In this tutorial you will start with bins and process them so that you can understand the metabolisms that each is potentially capable of. These bins were generated from metagenomic reads derived from DNA extracted from 8 surface water samples. The reads were then trimmed and assembled with metaspades. The contigs from the assemblies were then used for binning with CONCOCT and MaxBin using abundance counts derived from mapping and optimized with DAStool. The bins from all 8 samples (links below) were then collated into this narrative.
Group | Narrative |
---|---|
Group A | https://narrative.kbase.us/narrative/186838 |
Group B | https://narrative.kbase.us/narrative/186839 |
Group C | https://narrative.kbase.us/narrative/186842 |
Group D | https://narrative.kbase.us/narrative/186840 |
Group E | https://narrative.kbase.us/narrative/186841 |
Group F | https://narrative.kbase.us/narrative/186844 |
Group G | https://narrative.kbase.us/narrative/186843 |
Group H | https://narrative.kbase.us/narrative/186845 |
Copy this narrative for your group and fill in the answers the questions associated with each app as a team.
What are the default parameters for completion, contamination, and percent identity for dRep in KBase? What version are we using?
How does dRep choose the “best” bin or dRep winner for a cluster?
How many dereplicated MAGs do you have in your dataset?

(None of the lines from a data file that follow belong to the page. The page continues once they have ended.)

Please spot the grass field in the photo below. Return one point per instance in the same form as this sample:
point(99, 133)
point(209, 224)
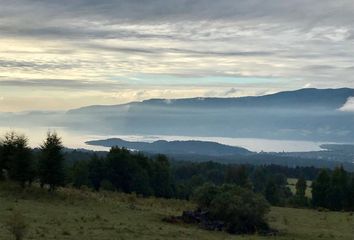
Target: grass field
point(292, 183)
point(74, 214)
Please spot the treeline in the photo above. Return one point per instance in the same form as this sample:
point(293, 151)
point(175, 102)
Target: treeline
point(122, 170)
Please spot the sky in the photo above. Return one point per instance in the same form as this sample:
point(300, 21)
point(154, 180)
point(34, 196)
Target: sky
point(57, 55)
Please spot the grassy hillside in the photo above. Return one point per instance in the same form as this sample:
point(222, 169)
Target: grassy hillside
point(73, 214)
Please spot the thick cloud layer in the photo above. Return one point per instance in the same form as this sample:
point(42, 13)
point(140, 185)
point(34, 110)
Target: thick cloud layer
point(97, 48)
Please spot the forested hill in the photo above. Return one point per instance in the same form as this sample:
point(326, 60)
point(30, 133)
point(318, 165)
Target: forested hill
point(175, 147)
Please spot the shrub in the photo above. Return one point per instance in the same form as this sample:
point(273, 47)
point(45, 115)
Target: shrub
point(242, 210)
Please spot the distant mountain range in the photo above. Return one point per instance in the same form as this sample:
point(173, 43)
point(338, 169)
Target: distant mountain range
point(175, 147)
point(306, 114)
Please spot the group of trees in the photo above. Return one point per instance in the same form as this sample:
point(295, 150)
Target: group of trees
point(240, 209)
point(19, 163)
point(334, 190)
point(119, 170)
point(122, 170)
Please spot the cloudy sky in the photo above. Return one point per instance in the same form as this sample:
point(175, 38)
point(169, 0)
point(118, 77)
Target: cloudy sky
point(65, 54)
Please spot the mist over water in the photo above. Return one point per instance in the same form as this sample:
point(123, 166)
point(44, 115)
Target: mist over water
point(75, 139)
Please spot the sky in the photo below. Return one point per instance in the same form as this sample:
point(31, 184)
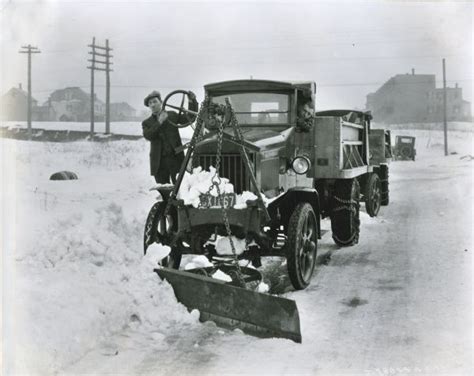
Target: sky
point(349, 48)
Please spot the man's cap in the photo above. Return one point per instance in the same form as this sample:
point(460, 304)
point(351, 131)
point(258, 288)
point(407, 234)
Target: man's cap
point(153, 94)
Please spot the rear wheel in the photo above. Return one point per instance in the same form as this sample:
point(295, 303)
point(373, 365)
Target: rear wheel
point(156, 228)
point(345, 222)
point(301, 248)
point(373, 195)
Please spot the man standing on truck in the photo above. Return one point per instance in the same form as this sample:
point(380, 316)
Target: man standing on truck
point(164, 137)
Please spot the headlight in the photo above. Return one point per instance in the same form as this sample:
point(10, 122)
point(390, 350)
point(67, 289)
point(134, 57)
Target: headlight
point(301, 165)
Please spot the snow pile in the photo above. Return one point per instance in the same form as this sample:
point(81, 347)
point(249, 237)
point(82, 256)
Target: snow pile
point(198, 262)
point(198, 183)
point(224, 247)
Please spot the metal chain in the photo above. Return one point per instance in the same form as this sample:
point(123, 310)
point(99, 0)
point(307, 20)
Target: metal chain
point(215, 182)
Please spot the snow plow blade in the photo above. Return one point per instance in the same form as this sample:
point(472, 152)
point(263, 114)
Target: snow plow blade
point(232, 307)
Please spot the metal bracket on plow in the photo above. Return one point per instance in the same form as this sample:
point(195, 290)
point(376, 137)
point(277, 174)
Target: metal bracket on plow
point(232, 307)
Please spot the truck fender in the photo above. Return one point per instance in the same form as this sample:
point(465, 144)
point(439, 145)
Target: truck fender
point(280, 209)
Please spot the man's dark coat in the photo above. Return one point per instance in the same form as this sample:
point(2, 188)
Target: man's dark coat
point(164, 138)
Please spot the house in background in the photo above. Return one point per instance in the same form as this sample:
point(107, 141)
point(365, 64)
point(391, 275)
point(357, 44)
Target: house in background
point(73, 104)
point(456, 107)
point(414, 98)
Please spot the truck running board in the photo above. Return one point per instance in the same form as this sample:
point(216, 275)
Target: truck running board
point(231, 307)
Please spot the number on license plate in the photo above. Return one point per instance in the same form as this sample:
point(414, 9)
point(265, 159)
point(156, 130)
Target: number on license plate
point(209, 201)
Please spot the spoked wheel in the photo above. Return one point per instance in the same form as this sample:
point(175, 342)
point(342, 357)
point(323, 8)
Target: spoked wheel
point(405, 152)
point(373, 195)
point(156, 231)
point(345, 222)
point(182, 110)
point(301, 246)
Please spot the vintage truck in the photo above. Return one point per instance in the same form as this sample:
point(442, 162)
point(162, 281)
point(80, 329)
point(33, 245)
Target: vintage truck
point(307, 167)
point(404, 148)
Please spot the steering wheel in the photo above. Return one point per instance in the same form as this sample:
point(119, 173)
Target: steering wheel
point(190, 115)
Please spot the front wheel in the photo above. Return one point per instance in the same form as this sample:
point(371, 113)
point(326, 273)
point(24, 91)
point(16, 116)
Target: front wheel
point(156, 229)
point(345, 222)
point(373, 195)
point(301, 248)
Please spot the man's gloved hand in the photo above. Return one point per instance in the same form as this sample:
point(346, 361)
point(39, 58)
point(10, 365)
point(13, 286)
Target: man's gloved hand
point(162, 117)
point(192, 96)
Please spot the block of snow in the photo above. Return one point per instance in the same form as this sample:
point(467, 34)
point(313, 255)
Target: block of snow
point(157, 252)
point(263, 287)
point(223, 245)
point(219, 274)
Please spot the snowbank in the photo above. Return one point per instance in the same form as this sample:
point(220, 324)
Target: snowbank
point(74, 271)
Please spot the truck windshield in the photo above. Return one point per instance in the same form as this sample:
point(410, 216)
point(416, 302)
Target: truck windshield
point(258, 108)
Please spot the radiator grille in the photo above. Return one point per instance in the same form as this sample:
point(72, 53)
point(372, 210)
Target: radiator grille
point(232, 167)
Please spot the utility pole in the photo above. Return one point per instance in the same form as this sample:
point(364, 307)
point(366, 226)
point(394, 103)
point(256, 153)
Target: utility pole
point(107, 88)
point(105, 54)
point(29, 50)
point(92, 86)
point(445, 122)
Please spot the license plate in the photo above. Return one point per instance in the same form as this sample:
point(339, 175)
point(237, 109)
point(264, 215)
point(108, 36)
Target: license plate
point(209, 201)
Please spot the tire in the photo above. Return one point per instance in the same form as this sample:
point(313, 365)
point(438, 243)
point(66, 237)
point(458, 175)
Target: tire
point(373, 195)
point(383, 175)
point(152, 235)
point(301, 246)
point(345, 206)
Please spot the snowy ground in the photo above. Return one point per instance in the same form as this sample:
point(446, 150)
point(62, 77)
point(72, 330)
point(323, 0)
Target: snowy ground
point(79, 298)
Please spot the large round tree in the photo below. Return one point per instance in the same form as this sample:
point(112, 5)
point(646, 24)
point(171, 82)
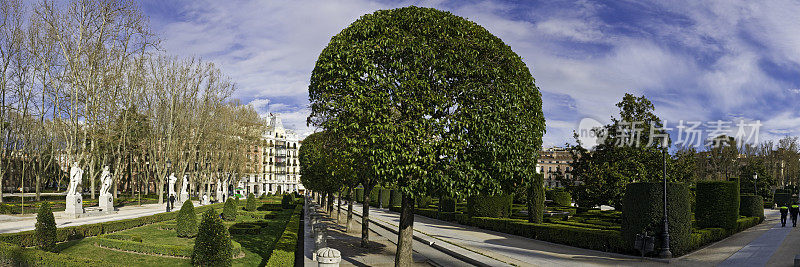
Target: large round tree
point(426, 101)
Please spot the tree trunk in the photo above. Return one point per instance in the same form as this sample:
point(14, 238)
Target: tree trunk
point(406, 235)
point(350, 196)
point(365, 218)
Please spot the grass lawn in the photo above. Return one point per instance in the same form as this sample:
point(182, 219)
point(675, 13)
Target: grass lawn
point(256, 247)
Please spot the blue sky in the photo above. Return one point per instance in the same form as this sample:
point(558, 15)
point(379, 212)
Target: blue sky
point(697, 61)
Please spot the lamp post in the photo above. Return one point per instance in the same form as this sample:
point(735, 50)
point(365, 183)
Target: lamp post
point(665, 253)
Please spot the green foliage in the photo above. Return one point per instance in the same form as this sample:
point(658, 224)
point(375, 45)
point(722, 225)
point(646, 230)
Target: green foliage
point(287, 201)
point(186, 222)
point(251, 203)
point(751, 206)
point(286, 247)
point(783, 199)
point(388, 82)
point(395, 198)
point(498, 206)
point(717, 204)
point(212, 247)
point(45, 227)
point(535, 199)
point(229, 211)
point(643, 211)
point(447, 204)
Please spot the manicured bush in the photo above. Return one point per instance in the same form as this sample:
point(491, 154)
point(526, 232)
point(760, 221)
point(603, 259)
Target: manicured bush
point(498, 206)
point(783, 199)
point(561, 198)
point(447, 204)
point(643, 211)
point(751, 206)
point(45, 227)
point(423, 201)
point(229, 211)
point(287, 202)
point(717, 204)
point(186, 222)
point(395, 198)
point(360, 195)
point(212, 247)
point(286, 247)
point(251, 203)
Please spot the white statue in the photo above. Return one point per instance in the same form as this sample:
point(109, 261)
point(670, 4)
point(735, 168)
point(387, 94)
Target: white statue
point(75, 179)
point(105, 178)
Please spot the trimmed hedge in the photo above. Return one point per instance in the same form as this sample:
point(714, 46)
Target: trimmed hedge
point(27, 238)
point(360, 195)
point(45, 227)
point(284, 252)
point(560, 197)
point(783, 199)
point(213, 246)
point(186, 222)
point(447, 204)
point(395, 198)
point(498, 206)
point(751, 206)
point(717, 204)
point(643, 211)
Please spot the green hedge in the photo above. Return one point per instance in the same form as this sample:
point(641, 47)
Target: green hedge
point(284, 252)
point(447, 204)
point(751, 206)
point(717, 204)
point(643, 210)
point(360, 195)
point(498, 206)
point(27, 238)
point(13, 255)
point(783, 199)
point(395, 198)
point(560, 197)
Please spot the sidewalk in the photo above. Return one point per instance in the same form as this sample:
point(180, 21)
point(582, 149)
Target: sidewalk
point(28, 221)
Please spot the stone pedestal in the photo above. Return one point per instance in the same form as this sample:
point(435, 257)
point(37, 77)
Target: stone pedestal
point(106, 202)
point(74, 205)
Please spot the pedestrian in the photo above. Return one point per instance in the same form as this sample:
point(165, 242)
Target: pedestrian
point(784, 213)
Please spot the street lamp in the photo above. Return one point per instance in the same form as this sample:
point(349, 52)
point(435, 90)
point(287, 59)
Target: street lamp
point(665, 253)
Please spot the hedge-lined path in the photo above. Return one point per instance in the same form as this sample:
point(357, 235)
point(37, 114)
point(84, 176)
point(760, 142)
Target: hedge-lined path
point(505, 248)
point(28, 221)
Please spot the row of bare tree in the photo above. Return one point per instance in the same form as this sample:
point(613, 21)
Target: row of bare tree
point(84, 81)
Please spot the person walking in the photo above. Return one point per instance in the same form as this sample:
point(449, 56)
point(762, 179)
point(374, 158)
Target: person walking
point(784, 213)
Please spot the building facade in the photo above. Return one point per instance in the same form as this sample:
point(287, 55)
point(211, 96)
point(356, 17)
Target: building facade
point(273, 166)
point(553, 162)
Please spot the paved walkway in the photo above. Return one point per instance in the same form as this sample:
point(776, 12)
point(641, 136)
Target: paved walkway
point(19, 223)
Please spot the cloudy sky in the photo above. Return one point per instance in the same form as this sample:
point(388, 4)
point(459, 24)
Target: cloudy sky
point(697, 61)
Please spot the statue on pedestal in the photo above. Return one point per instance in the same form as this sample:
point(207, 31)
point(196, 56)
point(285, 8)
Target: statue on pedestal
point(74, 198)
point(106, 200)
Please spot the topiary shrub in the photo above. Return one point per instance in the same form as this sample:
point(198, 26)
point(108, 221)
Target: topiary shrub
point(360, 195)
point(561, 198)
point(251, 203)
point(751, 206)
point(643, 211)
point(783, 199)
point(229, 211)
point(717, 204)
point(447, 204)
point(395, 198)
point(213, 244)
point(498, 206)
point(186, 222)
point(45, 227)
point(287, 201)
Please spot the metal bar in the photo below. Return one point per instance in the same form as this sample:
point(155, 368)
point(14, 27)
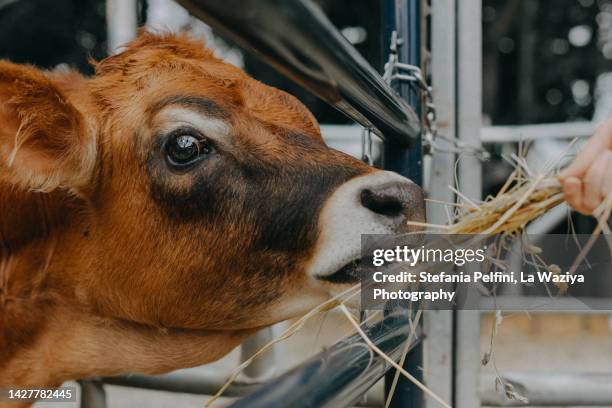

CONGO_003_metagenome_DASTool.240717 |
CONGO_007_metagenome_DASTool.240722 |
CONGO_017_metagenome_DASTool.240722 |
CONGO_031_metagenome_DASTool.240722 |
CONGO_040_metagenome_DASTool.240722 |
CONGO_063_metagenome_DASTool.240722 |
CONGO_065_metagenome_DASTool.240722 |
CONGO_067_metagenome_DASTool.240722 |
Created Object Name | Type | Description |
---|---|---|
CONGO_metagenomes_dRep.240729_assemblies | AssemblySet | Dereplication results |
What is the highest quality genome? Why is it the highest quality? What is that genomes completeness and contamination?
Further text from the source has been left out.